Ринтын несколько раз перечитал телеграмму и долго не мог заснуть.
55
В то лето, казалось, весь Улак готов был тронуться с места. Уезжали многие учителя, приехавшие по контракту на трехлетний срок, а проведшие здесь по шесть и больше лет. Пекарь дядя Павел со всей семьей перебирался на новое местожительство в бухту Гуврэль. Уезжал дядя Кмоль с женой Рытлиной работать в райисполкоме.
Все отъезжающие ожидали прихода буксирного парохода “Водопьянов”, который должен был привезти в Улак бригаду строителей на достройку здания интерната и захватить с собой пассажиров.
Ринтын решил остаться в Улаке. Сначала дядя Кмоль попытался его отговорить.
– Я не хочу уходить из нашей школы,– возражал на дядины доводы Ринтын.– Ведь остался всего лишь один год. А на новом месте и без меня у вас будет много хлопот.
– Тогда договоримся вот как,– предложил дядя Кмоль.– Сейчас ты пока остаешься в Улаке. Через месяц начнут строить аэродром недалеко от Кытрына. Там поработаешь до начала школьных занятий. Заработок весь будет твой. Если справишься, тогда можешь возвращаться в Улак и жить самостоятельно. Но в Улаке ты обязательно должен жить в интернате. Интернат – это настоящий дом, не то что наш. Ты в нем будешь не один, получишь навыки, которые пригодятся в дальнейшей жизни.
Ринтын помогал укладываться дяде Кмолю. Снимая со стены портрет Ленина, он уронил на пол спрятанного под портретом домашнего духа.
– А что с этим делать? – спросил Ринтын.
– Я совсем про него забыл,– сказал дядя Кмоль, беря в руки изображение домашнего бога.
Он долго разглядывал его, как будто впервые видел. Кто знает, сколько поколений предков Кмоля бережно сохраняли его, приносили ему жертвы и держали в самом теплом и уютном углу! Дяде Кмолю и в голову не приходило, что бога можно выкинуть. Ведь это просто мирный домашний бог. Но и брать с собой в Кытрын не было никакого смысла: даже в родном Улаке его пришлось прятать, а каково будет в Кытрыне?

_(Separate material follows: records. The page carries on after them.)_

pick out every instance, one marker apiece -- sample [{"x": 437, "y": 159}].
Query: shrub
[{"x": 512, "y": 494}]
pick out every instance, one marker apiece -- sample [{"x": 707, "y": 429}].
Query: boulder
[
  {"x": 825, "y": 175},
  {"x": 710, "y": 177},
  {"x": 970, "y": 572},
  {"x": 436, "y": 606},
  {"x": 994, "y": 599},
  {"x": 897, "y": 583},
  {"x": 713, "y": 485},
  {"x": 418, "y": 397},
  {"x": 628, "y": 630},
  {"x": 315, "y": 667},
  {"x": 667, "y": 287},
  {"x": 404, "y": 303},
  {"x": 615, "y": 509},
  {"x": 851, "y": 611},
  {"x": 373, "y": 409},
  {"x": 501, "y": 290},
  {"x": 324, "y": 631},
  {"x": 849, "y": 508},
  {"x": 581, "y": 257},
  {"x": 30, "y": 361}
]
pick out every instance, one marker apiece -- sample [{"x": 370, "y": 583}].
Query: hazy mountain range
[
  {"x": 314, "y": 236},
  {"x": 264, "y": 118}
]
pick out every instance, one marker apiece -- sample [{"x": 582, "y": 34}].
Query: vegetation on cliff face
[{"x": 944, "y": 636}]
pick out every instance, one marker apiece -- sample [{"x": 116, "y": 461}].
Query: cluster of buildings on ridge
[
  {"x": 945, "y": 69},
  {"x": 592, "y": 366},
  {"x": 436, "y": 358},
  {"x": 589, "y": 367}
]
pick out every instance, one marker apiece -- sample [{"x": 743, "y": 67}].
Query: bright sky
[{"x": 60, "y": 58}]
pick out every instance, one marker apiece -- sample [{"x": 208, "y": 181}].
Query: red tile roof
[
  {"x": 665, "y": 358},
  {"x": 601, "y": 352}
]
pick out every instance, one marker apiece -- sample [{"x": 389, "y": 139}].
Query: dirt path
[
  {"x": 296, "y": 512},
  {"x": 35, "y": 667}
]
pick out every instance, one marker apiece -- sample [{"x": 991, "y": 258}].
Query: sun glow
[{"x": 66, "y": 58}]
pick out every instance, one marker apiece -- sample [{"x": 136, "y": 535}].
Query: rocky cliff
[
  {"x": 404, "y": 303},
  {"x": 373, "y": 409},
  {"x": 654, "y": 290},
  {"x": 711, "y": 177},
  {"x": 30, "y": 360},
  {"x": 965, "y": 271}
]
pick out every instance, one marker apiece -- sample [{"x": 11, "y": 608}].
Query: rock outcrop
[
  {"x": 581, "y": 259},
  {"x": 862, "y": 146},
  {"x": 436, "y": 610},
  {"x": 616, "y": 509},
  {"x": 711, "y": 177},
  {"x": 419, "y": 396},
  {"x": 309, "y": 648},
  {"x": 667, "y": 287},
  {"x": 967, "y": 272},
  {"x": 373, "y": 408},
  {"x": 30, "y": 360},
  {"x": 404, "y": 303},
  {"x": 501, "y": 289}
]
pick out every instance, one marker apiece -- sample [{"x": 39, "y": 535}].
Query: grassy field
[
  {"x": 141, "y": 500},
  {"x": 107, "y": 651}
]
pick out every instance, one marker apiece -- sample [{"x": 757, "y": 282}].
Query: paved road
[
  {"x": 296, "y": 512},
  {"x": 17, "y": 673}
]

Дядя Кмоль повертел бога в руках и тихо сказал Ринтыну:
– Пусть остается дома. Спрячем его под полом: там мягкий мох и тепло.
Отвернув половицу, дядя Кмоль закопал домашнего бога в прелый, остро пахнущий мох.

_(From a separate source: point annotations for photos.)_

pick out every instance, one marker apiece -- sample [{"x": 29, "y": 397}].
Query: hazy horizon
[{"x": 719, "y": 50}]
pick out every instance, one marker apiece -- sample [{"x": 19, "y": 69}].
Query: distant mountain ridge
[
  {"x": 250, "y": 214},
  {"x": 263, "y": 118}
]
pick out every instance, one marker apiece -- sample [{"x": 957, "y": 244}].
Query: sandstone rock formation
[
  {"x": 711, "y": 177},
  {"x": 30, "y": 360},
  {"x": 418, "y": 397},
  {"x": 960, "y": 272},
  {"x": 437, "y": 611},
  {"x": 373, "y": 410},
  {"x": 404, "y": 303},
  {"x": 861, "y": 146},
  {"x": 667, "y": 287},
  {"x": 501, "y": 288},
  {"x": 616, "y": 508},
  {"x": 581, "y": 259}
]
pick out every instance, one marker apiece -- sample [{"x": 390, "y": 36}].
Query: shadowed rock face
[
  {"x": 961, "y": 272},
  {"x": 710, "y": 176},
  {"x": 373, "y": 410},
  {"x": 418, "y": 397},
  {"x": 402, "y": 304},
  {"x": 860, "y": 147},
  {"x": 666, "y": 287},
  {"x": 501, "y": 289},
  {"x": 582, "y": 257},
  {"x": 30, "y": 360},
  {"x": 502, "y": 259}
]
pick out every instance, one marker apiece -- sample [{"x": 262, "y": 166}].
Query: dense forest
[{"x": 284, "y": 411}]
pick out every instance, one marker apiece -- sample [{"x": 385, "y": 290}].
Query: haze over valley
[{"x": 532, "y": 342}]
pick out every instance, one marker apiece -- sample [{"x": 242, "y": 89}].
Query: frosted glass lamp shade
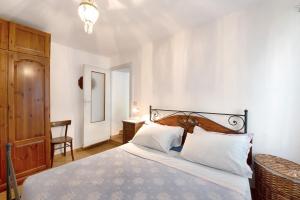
[{"x": 88, "y": 13}]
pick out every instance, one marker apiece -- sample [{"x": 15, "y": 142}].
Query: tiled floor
[{"x": 80, "y": 153}]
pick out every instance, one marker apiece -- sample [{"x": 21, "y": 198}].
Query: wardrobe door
[
  {"x": 27, "y": 40},
  {"x": 3, "y": 114},
  {"x": 3, "y": 34},
  {"x": 29, "y": 126}
]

– Пройдет много лет…– раздумчиво сказал дядя, не отпуская Ринтына.– Ты окончишь высшую школу, приедешь в родной Улак. Здесь будет уже совсем иная жизнь. Может быть, в Улаке не будет ни одной яранги и люди не будут знать, что такое домашний бог, которого мы призывали на помощь в трудные времена, когда пурга грозила унести в море наши жилища. Тогда ты вытащишь его из-под пола и он напомнит тебе о прежней жизни…
Тетя Рытлина, прощаясь с улакцами, плакала, дядя Кмоль был суров и сдержан. Пекарю, его жене и Пете тоже было грустно расставаться со стойбищем, с его жителями, с которыми они подружились.